仕事のトラブルという「現実」の中で、瀬尾のメッセージが志保にどう響くのか。

孤独な戦いの中に、一つの光が差し込む回です。


「……信じられない」


 深夜二十二時。オフィスのデスクで、私は頭を抱えていた。

 明朝に控えた大型コンペの最終資料。土壇場でクライアント側から無理難題な変更要求が入り、チームは蜂の巣をつついたような騒ぎになっていた。


「一ノ瀬さん、このままじゃ間に合いません。データの差し替えだけで、あと三時間は……」

「宇佐美君、弱音を吐かないで。私が構成を組み直すから、あなたはグラフを。……やるわよ」


 指示を飛ばす声は、自分でも驚くほど冷たく響く。

 部下たちに絶望を見せるわけにはいかない。私は「鉄の女」として、この難局を乗り越えなければならないのだから。
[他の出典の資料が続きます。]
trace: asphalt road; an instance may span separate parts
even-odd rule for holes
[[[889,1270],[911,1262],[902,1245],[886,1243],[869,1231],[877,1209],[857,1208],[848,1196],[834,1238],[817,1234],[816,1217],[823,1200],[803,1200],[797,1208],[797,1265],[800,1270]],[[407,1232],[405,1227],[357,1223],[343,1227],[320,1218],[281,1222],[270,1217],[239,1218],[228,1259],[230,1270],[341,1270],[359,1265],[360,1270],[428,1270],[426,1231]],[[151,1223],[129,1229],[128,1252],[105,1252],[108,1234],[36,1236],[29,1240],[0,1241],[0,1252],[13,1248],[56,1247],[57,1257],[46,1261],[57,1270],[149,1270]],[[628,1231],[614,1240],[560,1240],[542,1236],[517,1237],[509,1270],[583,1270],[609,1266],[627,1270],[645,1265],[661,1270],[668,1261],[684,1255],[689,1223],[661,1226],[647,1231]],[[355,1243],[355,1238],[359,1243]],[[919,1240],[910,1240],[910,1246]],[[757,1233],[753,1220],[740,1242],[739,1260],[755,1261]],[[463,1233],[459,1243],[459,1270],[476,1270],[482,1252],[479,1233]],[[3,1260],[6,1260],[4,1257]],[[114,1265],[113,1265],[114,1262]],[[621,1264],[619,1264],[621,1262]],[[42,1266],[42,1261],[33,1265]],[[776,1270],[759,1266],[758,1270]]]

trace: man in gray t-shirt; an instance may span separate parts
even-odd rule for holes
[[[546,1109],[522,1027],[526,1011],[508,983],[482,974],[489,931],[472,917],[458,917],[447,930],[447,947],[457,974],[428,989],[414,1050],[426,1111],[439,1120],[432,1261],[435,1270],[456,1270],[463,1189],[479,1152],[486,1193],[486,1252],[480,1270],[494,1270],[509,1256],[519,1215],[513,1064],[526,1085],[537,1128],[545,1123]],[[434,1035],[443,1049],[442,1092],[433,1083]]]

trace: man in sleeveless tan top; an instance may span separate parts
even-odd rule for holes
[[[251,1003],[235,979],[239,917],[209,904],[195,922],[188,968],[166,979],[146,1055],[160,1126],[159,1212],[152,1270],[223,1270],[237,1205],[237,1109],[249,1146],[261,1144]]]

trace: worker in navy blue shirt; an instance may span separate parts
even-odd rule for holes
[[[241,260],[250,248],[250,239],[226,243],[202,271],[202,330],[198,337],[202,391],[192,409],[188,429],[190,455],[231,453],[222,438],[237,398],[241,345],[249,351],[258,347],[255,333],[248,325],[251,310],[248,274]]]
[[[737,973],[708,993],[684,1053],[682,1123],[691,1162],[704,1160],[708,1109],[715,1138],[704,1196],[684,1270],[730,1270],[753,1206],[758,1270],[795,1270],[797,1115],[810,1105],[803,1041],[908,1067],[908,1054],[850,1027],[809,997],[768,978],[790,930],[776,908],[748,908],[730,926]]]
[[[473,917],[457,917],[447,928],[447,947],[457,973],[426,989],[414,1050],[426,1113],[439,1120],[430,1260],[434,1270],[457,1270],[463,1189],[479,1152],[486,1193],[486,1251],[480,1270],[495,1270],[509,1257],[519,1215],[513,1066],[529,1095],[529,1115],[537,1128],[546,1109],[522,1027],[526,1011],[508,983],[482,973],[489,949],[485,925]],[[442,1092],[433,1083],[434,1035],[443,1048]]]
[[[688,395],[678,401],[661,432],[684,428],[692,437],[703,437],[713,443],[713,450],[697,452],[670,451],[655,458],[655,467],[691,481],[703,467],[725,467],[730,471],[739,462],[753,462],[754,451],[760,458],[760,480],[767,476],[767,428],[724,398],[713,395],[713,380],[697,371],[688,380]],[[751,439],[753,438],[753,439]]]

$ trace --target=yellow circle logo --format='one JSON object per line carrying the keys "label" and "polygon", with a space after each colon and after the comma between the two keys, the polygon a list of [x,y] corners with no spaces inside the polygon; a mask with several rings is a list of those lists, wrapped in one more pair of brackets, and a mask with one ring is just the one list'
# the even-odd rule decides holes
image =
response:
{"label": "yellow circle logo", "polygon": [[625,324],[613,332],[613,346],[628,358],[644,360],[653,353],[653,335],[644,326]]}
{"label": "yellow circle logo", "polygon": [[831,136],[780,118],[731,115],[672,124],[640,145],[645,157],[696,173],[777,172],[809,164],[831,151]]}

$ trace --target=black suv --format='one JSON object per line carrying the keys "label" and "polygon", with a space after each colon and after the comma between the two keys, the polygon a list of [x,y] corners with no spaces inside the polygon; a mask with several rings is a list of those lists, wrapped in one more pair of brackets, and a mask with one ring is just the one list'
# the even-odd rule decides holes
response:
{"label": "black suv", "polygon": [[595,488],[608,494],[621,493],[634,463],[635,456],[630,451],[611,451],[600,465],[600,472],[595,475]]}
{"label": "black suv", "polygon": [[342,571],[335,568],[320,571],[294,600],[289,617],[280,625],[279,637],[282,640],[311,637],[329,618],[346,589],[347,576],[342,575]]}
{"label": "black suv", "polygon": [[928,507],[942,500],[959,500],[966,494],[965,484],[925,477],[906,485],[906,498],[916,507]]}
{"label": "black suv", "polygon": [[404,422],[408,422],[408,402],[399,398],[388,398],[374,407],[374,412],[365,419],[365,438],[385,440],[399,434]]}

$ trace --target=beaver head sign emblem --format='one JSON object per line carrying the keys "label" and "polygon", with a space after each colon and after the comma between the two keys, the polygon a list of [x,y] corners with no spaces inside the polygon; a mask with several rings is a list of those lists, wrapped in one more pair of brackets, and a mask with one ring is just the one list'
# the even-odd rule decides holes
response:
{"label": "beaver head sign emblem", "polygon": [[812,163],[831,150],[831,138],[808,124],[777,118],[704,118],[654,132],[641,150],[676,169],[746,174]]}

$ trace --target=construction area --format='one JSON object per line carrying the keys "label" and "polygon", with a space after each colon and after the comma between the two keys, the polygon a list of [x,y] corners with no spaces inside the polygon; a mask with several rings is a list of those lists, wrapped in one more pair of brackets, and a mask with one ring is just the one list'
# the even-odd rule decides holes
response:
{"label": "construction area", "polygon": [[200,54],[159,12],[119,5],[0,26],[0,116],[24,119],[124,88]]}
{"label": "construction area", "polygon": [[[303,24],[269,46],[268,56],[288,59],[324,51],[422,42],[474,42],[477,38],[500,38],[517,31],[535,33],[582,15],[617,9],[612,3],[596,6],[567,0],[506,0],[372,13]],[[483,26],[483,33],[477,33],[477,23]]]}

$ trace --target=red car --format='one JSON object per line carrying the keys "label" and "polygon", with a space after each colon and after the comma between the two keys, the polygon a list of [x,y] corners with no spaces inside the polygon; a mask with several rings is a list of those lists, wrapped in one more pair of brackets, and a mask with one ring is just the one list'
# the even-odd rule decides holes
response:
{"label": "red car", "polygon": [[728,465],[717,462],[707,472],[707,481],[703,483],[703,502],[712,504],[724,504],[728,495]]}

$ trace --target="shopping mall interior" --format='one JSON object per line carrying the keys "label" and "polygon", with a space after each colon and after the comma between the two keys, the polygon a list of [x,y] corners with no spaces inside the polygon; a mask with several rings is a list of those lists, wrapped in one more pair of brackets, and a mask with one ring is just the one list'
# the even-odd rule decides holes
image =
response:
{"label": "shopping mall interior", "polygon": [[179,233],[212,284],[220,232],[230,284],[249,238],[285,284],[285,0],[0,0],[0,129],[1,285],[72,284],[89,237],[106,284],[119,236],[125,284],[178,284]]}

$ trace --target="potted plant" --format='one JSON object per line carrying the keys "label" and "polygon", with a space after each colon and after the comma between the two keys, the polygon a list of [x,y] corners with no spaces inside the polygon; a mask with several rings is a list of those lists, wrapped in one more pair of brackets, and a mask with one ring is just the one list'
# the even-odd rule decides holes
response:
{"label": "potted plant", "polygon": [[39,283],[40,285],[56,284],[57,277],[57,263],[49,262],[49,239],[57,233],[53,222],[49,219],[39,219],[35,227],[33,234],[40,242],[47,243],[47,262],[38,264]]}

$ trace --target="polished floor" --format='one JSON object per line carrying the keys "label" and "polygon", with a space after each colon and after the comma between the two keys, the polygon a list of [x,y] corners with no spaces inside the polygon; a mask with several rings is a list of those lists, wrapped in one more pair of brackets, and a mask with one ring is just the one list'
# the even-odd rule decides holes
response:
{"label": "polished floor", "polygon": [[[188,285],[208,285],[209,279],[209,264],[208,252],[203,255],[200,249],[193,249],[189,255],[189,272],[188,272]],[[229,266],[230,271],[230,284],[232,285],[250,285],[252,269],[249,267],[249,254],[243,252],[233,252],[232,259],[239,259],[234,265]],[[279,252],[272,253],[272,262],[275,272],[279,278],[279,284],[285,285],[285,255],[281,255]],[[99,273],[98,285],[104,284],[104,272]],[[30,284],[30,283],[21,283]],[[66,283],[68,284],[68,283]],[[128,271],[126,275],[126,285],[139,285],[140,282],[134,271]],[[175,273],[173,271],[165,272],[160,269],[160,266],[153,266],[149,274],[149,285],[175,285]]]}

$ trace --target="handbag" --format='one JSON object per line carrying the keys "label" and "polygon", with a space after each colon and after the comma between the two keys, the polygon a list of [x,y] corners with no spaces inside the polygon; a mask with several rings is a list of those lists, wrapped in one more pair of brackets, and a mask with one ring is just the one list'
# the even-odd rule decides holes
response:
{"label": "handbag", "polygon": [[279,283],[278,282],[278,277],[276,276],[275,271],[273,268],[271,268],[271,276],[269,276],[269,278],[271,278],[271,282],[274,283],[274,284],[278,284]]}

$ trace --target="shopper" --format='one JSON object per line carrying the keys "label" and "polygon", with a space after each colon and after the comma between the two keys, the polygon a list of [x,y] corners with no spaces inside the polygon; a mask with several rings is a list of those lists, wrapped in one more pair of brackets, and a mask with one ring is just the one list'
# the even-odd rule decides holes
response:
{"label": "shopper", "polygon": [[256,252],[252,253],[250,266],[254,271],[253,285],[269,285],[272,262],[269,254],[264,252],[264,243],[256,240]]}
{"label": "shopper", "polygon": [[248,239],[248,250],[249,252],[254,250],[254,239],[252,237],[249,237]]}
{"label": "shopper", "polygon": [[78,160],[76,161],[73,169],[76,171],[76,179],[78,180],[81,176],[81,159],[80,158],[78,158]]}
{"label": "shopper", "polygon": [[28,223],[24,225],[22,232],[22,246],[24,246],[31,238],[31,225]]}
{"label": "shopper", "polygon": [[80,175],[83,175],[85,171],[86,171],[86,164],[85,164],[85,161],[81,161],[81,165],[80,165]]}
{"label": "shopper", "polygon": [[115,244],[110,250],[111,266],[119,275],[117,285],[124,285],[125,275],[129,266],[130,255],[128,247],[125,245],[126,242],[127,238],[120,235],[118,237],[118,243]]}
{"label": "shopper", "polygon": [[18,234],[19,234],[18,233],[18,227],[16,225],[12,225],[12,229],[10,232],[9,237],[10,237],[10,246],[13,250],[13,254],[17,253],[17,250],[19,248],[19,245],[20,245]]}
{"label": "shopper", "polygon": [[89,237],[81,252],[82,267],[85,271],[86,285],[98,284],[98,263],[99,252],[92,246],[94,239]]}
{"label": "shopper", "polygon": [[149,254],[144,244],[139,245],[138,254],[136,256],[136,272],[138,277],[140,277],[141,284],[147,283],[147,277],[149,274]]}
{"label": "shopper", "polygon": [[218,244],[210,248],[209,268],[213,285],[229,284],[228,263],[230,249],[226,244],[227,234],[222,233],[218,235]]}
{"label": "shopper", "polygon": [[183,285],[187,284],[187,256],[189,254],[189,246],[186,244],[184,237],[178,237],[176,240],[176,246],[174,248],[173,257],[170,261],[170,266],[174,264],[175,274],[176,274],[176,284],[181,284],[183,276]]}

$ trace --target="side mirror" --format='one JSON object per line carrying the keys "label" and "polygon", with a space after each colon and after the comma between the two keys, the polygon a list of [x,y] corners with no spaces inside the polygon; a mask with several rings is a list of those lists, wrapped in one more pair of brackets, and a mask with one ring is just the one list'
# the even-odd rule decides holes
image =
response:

 カチカチとマウスをクリックする音が、無人のフロアに虚しく響く。

 エアコンの風が、指先を容赦なく冷やしていく。

 集中しようとすればするほど、昨夜ルミエールで感じたあの穏やかな熱が、遠い幻のように思えてきた。


(……あそこは、私の現実じゃない)


 所詮、私はこうして一人で戦い、数字と成果だけを抱えて生きていく人間なのだ。

 不意に、机の上に置いていたスマートフォンが、微かな振動と共に光った。


『まだ、会社の明かりがついているのが見えました』


 瀬尾さんからの、短いメッセージ。

 マンションの自室から、私のオフィスの入るビルが見えるのだろうか。

 続いて、小さな写真が送られてきた。

 そこには、小さな花瓶に生けられた、鮮やかなオレンジ色のガーベラが写っていた。


『ガーベラの花言葉は、「常に前進」です。でも、無理はしないでください。志保さんが頑張っているのは、僕が知っていますから』


 その瞬間、冷え切っていた指先に、じわりと血が通うような感覚があった。

 誰も見ていないと思っていた。

 私の戦いも、孤独も、ただの「当然の義務」だと思われていた。

 けれど、窓の向こうの暗闇の中に、私の奮闘を肯定してくれる人が、たった一人だけいる。


「……一ノ瀬さん、どうかしましたか?」

「……何でもないわ。宇佐美君、あと少し。一気に仕上げるわよ」


 私はスマホを伏せ、再び画面に向き直った。

 けれど、唇には、自分でも気づかないほどの小さな微笑みが浮かんでいた。


第8話、いかがでしたでしょうか。

物理的にそばにいなくても、心に寄り添う瀬尾。

大人の恋は、こういった静かな支え合いが心に沁みますね。